3D audio test using JavaFX and procedural java sound

philfrei · March 16, 2016, 2:26am

File is here.

Am in a bit of a rush–so quickly:

I am working on a 3D audio system.
I made a quickie 3D chess board with JavaFX. You can tool around using the arrow keys.
The purple towers that come and go each emit a sound generated via a procedural FM synthesizer. There are six towers and five have pretty much the same frequency (slight variations in the amounts and rates of lfo and other tweaks) and one is considerably deeper in pitch.

The main thing: I’m using TIME to create a pan effect.

put the audio output of each tower onto a delay line
calculate the distance of each tower to the “ears” of the camera (the ears are separated by 32 pixels)
use the difference in distance to control two variable pointers into the delay line, one for each ear.

There is NO volume panning being used.
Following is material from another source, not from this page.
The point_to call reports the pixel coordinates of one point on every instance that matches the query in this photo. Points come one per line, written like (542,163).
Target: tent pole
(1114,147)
Both ears are getting the exact same data, just with a time offset.

I had a pretty good volume pan going, but here’s the problem with that: if you get up close to a tower and make one ear next to it, and the other away, the tower is pretty much silent in the far ear, allowing one to hear other stuff on the board.

In reality, if you are standing next to a jackhammer, the volume of the jackhammer masks both ears. It doesn’t create an audio shadow that allows the sound to disappear in the far ear. With the temporal pan, the masking is much more correct.

I haven’t yet tried putting in any filters to replicate front-back cone-of-confusion disambiguation. Nor even tried a slight front-back volume difference, which might be helpful. I do plan to get to this.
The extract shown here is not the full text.